Au début des années 2000, le Niger a opté pour la gratuité de l’enseignement primaire et en a facilité les conditions d’accès. Le taux de scolarisation est passé de 34 % en 2000[1] à 71 % en 2017[2]. Malgré cette amélioration tangible sur la massification de l’éducation, la qualité de l’éducation reste un enjeu majeur. D’après l’évaluation du Programme d’analyse des systèmes éducatifs de la CONFEMEN menée en 2014, seul un tiers des élèves maîtrise les compétences élémentaires après six années de scolarisation.

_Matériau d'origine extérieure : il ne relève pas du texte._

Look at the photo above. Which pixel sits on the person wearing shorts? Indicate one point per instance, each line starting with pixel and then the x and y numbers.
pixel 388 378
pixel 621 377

Ce constat n’a pas échappé aux cadres du ministère et aux partenaires. Diverses mesures ont été prises pour essayer d’améliorer la situation mais le manque de résultats positifs est la conséquence d’un système éducatif en inadéquation avec les réalités du terrain. Le ministère délivre des dispositifs d’accompagnement pédagogique ou de formation mais leurs programmes ne tiennent pas suffisamment compte des différences sociales et géographiques ni, tout simplement, des résultats des élèves.

Un système vertical

Au Niger, la forte emprise des autorités de l’administration centrale du ministère sur la gestion du système éducatif et sur les entrées en vigueur de réformes et de prescriptions ne facilite pas les échanges. À chaque niveau, la reddition de comptes est marquée par une transmission verticale des informations et ce manque de dialogue entre les intervenants impacte toute la chaîne du système. Les données et les résultats sont très peu analysés, du fait des faibles remontées d’informations du terrain, par ailleurs souvent faussées, vers les directions centrales. Dans cette logique unique de top-down, les acteurs ne mutualisent pas leurs réflexions et n’échangent pas pour adapter les décisions nationales en fonction de chaque territoire. « Au niveau national, nous ne pouvons pas dire le besoin réel d’un enseignant car la Division formation de la DREP ne transmet pas les rapports d’exploitation des bulletins à la DFIC à cause des rapports hiérarchiques. » Comme l’indique cet agent, chaque niveau de la chaîne est déconnecté du niveau inférieur et de ses réalités, ces postures professionnelles strictes installent des sentiments de méfiance entre les agents, qui finissent par assimiler les encadrements à des sanctions.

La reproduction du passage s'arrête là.